Wenigstens hatte Charles den Deal noch nicht durchgezogen. Noch lag das Geld auf der Bank in Genf, und wenn es unauffällig dorthin transferiert werden konnte, dann konnte es auch wieder zurücktransferiert werden. Mac blickte auf die Uhr.
Mit auch nur etwas Glück konnte alles geregelt sein, bis er wieder nach Sanctuary Island zurückfuhr. Und das eine stand für Mac fest: Er würde Sean alles berichten – von dem Geld, von Charles’ Plänen und, am allerwichtigsten, von Mac Gerard.
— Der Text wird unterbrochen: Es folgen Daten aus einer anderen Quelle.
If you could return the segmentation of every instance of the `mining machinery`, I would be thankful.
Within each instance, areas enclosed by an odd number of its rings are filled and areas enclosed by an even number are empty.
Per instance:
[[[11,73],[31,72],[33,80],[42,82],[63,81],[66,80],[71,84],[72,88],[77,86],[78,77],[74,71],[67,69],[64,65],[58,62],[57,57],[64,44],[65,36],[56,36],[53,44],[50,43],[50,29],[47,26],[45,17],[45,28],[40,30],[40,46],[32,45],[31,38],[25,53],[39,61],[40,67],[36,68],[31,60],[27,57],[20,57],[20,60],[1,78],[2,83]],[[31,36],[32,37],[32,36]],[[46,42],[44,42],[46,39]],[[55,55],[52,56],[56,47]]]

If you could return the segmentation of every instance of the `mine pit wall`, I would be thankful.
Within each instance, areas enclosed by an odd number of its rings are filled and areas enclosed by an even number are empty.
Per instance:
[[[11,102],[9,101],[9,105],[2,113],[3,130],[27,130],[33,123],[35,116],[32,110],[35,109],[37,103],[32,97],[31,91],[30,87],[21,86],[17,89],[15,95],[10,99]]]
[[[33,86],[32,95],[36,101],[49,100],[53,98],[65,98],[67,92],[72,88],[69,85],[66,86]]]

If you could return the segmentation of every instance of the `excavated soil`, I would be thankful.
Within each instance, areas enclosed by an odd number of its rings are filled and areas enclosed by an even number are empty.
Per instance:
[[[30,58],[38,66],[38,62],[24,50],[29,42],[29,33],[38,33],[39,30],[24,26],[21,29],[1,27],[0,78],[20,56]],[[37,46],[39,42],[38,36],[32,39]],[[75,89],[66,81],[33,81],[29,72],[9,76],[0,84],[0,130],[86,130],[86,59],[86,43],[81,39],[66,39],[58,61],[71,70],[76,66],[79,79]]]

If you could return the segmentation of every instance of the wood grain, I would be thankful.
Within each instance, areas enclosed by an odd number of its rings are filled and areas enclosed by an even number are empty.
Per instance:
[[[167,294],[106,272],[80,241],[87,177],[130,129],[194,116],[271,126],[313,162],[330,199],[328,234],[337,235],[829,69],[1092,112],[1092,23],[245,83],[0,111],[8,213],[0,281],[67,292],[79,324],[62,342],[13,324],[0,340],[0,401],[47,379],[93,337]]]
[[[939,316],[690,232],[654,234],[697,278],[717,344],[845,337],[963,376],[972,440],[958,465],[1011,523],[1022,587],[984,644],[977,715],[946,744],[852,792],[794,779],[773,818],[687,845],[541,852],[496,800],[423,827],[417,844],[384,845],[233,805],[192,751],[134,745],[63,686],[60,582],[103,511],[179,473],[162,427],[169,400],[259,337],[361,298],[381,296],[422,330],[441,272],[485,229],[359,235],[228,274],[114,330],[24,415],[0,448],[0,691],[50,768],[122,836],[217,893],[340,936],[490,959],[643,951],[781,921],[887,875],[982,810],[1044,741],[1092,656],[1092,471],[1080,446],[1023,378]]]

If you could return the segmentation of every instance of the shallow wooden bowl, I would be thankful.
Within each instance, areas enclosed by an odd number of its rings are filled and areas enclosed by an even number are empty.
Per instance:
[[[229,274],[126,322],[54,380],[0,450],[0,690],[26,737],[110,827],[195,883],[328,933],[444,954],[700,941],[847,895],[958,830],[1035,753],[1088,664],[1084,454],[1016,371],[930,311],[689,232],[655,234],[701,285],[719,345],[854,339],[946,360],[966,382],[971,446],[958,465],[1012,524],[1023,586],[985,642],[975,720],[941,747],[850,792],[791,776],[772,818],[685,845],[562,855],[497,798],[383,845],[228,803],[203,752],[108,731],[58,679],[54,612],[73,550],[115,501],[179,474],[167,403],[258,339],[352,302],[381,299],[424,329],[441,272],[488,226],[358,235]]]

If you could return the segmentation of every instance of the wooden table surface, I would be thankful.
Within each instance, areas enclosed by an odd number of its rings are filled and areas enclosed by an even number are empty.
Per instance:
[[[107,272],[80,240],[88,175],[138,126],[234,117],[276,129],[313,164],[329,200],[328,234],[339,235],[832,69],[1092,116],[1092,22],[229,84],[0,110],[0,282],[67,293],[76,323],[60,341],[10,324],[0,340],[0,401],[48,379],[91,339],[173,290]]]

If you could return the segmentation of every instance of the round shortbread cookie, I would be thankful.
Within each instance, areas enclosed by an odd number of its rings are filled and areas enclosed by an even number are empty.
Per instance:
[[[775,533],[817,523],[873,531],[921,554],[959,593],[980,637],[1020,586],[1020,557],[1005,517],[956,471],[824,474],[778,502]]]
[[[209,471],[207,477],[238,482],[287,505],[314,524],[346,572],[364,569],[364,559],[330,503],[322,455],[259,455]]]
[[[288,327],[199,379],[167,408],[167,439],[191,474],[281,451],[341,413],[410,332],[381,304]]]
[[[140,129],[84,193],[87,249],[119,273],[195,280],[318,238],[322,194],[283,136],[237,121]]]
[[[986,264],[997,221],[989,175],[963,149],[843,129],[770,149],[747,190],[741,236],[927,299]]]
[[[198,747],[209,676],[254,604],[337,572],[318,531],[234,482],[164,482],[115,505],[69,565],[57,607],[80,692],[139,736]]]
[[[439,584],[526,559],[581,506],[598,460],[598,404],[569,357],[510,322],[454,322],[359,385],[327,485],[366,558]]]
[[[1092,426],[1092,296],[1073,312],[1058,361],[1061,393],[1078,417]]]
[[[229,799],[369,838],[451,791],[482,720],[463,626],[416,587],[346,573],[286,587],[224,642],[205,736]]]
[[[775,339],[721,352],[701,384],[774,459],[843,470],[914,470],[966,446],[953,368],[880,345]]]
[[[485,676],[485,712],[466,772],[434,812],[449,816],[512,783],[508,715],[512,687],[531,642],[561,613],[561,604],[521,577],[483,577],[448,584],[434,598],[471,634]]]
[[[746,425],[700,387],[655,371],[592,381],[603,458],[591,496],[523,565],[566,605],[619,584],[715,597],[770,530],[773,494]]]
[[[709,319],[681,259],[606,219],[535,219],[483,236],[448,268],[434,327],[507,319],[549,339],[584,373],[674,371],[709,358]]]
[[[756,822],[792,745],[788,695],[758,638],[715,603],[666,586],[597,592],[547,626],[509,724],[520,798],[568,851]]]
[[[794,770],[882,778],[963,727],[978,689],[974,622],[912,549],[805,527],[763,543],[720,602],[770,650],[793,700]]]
Ganz gleich, was dann käme, er würde es hinnehmen. Er wollte nur aus den Lügen heraus!
Während des Nachmittags gelang es Mac tatsächlich, das Geld von der Genfer Bank ab- und wieder auf das Hauptkonto von Warren International zu buchen. Um kurz vor halb sechs endlich bat er Meg, ihn zu Sean durchzustellen.
„Ihre Frau hat das Haus bereits vor einer Stunde verlassen. Sie sagte, Sie könnten einen Firmenwagen nehmen oder über Nacht in der Stadt bleiben. Es liege ganz bei Ihnen.“
Sean war nicht in der Stimmung, Small Talk mit Charles zu führen, seine Nähe im Wagen zu spüren und seinen Duft mit jedem Atemzug wahrzunehmen. Ihre Nerven lagen blank.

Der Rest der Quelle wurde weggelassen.